VT storm is associated with considerable morbidity and mortality. Autonomic neuromodulation via local blockade of the left stellate ganglion provides therapeutic benefit by reducing cardiac sympathetic input in patients with VT storm. Magnetic stimulation has previously been shown to modify arrhythmia risk by targeting cardiac sympathetic innervation in animal models.

The present double-blind, randomized pilot study was conducted to characterize the effects of a single session of TcMS for patients with VT storm. The study included 26 adult patients with 3 or more episodes of VT in 24 hours. Patients were randomly assigned to receive a single session of either TcMS that targeted the left stellate ganglion (n = 14) or sham stimulation (n = 12).

The primary outcome was freedom from VT in the 24-hour period following randomization. Key secondary outcomes included safety of TcMS on cardiac implantable electronic devices, as well as burden of VT in the 72-hour period following randomization.

The study gave following results:

1. In the 24-hour period after randomization, VT recurred in 29% patients in the TcMS group vs. 58% patients in the sham group (P = .20).

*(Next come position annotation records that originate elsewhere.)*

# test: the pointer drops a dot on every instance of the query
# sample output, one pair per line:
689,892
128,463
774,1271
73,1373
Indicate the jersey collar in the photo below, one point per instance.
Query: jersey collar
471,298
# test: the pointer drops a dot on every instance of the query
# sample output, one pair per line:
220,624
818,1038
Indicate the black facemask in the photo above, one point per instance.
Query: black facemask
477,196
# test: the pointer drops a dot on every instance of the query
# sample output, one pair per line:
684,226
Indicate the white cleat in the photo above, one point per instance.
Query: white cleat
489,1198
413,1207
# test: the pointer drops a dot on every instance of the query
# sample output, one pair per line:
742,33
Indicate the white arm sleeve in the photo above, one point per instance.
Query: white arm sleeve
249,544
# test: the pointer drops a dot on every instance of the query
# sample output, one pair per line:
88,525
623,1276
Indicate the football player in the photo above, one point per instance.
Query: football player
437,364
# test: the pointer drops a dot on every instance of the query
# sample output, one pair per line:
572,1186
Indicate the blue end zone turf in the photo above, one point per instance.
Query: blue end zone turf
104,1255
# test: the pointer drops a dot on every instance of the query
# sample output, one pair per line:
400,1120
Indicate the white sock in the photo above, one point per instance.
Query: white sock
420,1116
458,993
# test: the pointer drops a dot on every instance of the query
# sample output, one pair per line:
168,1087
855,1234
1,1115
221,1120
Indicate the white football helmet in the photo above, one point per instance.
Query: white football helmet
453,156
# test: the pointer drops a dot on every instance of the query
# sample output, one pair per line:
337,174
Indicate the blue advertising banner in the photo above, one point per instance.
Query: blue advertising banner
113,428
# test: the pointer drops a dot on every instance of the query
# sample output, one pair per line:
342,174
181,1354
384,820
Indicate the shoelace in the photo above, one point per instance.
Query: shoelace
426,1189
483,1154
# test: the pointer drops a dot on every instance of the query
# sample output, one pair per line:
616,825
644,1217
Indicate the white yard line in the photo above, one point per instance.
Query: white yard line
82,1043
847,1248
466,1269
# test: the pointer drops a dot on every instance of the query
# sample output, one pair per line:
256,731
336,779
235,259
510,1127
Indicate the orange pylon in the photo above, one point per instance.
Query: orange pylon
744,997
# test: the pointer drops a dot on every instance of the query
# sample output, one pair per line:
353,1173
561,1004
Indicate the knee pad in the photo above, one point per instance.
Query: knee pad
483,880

This difference was not statistically significant.

2. But, in the 72-hour period after randomization, patients in the TcMS group had a mean of 4.5 episodes of VT vs 10.7 in the sham group (P < .001). this difference was significant.

3. Patients in the TcMS group were taking fewer antiarrhythmic drugs (AADs) 24 hours after randomization compared with baseline, whereas no such change occurred in the number of AADs taken for the sham group.

4. None of the 7 patients in the TcMS group with a cardiac implantable electronic device had clinically significant effects on device function.

Although 24-hour freedom from VT was not different between groups, there was a substantial reduction in the number of episodes of VT in the 72-hour period following randomization in patients who received TcMS that was driven by a reduction in the initial 24-hour period postrandomization.

The subset of patients with evidence of unilateral peripheral vasodilation consistent with sympathetic blockade remained free of sustained or nonsustained VT for greater than 24 hours after randomization.

Perks of this technique:

Transcutaneous magnetic stimulation is a well-developed technique that exploits the plasticity of a patient's nervous system and can promote excitation or inhibition depending on stimulation parameters. This treatment is valuable not only because of its ability to modify neural circuitry, but also because it is uniquely noninvasive and non-destructive.

These findings suggest that treatment with TcMS is safe and may be an effective option to stabilize patients in VT storm.